I am facing a problem now. Any one can help?

 

A and C are two real n*n matrices, while A is a symmetrical matrix and C is not. Now I need to calculate a matrix M, which satisfies M=AC+CA, on computer. Since C is not symmetrical, so far I have to use the same matrix multiplication routine twice to get the results of AC and CA, respectively. I am wondering whether there is a way that I can use the matrix multiplication routine only once and get the matrix M.

 

Thank you a lot.

[Bignose]

I don't really see how since with matrix multiplication in general [math] \mathbf{AC} \neq \mathbf{CA}[/math].

 

I looked at something like [math] ({\mathbf{CA}}^T)^T = (\mathbf{A}^T \mathbf{C}^T)^T = (\mathbf{A} \mathbf{C}^T)^T [/math] but you still have to compute the [math] (\mathbf{A} \mathbf{C}^T) [/math] which doesn't appear to save anything.

 

For that matter, even if both A & B are symmetric, in general [math] \mathbf{AB} \neq \mathbf{BA}[/math]. [math] \mathbf{AB} = (\mathbf{BA})^T[/math]
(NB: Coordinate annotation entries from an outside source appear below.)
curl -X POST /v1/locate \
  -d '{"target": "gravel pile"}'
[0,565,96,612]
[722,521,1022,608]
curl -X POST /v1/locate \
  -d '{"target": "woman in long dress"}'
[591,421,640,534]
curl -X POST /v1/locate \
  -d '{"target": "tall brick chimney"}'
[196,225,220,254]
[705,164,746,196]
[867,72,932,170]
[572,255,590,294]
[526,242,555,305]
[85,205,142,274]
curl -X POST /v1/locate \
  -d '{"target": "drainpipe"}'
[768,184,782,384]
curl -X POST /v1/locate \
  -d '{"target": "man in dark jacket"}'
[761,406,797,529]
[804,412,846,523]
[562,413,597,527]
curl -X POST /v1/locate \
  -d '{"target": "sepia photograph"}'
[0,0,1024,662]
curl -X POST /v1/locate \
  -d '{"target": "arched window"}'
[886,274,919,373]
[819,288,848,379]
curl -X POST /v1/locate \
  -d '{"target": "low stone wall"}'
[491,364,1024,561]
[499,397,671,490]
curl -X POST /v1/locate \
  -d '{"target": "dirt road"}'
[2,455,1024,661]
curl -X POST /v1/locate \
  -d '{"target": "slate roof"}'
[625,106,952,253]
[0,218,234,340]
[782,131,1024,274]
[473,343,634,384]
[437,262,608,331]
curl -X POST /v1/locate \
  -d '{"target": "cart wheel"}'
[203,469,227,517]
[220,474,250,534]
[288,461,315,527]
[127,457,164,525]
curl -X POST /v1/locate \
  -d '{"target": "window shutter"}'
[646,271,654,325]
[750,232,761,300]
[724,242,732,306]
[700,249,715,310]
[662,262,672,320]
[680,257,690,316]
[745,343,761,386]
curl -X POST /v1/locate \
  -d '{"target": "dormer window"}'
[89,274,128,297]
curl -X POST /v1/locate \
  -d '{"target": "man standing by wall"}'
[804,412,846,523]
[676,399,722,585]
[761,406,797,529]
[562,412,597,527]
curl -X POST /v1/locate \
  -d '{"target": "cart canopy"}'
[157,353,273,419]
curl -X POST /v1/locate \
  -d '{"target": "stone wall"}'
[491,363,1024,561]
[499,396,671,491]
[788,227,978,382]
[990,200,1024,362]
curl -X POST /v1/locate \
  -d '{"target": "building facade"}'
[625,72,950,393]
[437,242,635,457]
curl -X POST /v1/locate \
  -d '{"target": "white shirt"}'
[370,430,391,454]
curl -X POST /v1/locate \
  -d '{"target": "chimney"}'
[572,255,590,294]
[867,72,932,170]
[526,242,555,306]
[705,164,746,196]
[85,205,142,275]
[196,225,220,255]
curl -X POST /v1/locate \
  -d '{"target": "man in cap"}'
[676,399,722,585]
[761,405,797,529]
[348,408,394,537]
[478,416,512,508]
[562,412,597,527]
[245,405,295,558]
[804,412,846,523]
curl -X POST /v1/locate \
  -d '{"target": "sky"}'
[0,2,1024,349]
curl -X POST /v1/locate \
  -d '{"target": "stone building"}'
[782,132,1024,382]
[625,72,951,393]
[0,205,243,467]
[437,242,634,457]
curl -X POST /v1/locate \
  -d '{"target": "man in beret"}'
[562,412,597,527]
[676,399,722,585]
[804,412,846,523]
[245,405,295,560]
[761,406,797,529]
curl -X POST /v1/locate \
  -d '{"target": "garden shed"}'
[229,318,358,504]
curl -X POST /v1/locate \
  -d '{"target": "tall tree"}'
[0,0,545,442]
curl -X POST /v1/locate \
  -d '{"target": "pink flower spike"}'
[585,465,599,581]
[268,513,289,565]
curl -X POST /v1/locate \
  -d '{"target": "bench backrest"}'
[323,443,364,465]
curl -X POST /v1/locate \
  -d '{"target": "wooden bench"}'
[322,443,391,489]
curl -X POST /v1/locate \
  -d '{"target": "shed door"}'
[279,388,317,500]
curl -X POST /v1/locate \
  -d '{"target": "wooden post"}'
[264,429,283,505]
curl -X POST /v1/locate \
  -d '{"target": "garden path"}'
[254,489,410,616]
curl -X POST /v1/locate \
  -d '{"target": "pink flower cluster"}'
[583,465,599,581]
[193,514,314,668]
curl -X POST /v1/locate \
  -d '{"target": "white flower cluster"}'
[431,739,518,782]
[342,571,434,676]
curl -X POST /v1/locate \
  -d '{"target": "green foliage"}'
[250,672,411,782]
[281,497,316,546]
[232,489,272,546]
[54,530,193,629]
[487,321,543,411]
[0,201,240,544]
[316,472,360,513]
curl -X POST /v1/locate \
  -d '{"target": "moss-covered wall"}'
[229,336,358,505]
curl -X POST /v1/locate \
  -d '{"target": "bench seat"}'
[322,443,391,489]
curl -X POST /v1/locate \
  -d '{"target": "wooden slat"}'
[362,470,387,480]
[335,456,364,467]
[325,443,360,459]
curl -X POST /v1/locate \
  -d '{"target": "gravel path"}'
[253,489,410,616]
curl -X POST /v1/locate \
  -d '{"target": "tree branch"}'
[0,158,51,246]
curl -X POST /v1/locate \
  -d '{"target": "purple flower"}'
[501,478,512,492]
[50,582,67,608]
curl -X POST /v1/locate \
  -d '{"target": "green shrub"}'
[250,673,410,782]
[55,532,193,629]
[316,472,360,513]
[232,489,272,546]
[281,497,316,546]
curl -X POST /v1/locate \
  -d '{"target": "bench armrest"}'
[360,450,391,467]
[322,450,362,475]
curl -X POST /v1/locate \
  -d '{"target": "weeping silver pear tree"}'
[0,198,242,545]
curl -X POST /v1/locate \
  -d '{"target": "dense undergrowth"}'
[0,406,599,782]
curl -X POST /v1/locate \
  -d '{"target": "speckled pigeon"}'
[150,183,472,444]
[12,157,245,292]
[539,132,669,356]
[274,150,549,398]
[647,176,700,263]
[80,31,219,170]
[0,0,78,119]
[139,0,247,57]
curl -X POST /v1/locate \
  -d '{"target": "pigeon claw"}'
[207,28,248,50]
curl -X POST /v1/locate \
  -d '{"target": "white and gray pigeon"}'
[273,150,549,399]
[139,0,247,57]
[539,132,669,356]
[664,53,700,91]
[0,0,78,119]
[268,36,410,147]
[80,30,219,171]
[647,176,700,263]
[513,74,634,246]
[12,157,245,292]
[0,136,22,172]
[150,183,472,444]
Edited June 27, 2008 by Bignose

[loveislonely]

Hi, since using a matrix multiplication routine takes a long time especially when the matrices are very big, and in my program I have to use the matrix multiplication routine twice per loop, then after all the loops, it might take one day to get the result. That is why I wanted to find a way to reduce the number of matrix multiplication. I was wondering if there is a way that we can derive CA from AC (or AC from CA)? Thank you.

 

I don't really see how since with matrix multiplication in general [math] \mathbf{AC} \neq \mathbf{CA}[/math].

 

I looked at something like [math] ({\mathbf{CA}}^T)^T = (\mathbf{A}^T \mathbf{C}^T)^T = (\mathbf{A} \mathbf{C}^T)^T [/math] but you still have to compute the [math] (\mathbf{A} \mathbf{C}^T) [/math] which doesn't appear to save anything.

 

For that matter, even if both A & B are symmetric, in general [math] \mathbf{AB} \neq \mathbf{BA}[/math]. [math] \mathbf{AB} = (\mathbf{BA})^T[/math]

 

Yeah, you are right, if A and B are both symmetrical, I can easily derive BA from AB (BA=(AB)^T). The problem now is A is symmetrical but B is not. So I am wondering whether there is a way to reduce the number of matrix multiplication routine usage. Many thanks.

 

Since M=AC+CA, I am thinking whether there is a way to make it like M=A(C+C^T)? Thank you.

Edited June 27, 2008 by loveislonely

[Bignose]

I just don't see how. I'd look into some of the matrix multiplication routines that MATLAB uses. MATLAB is by and far the fastest matrix multiplication I've ever seen.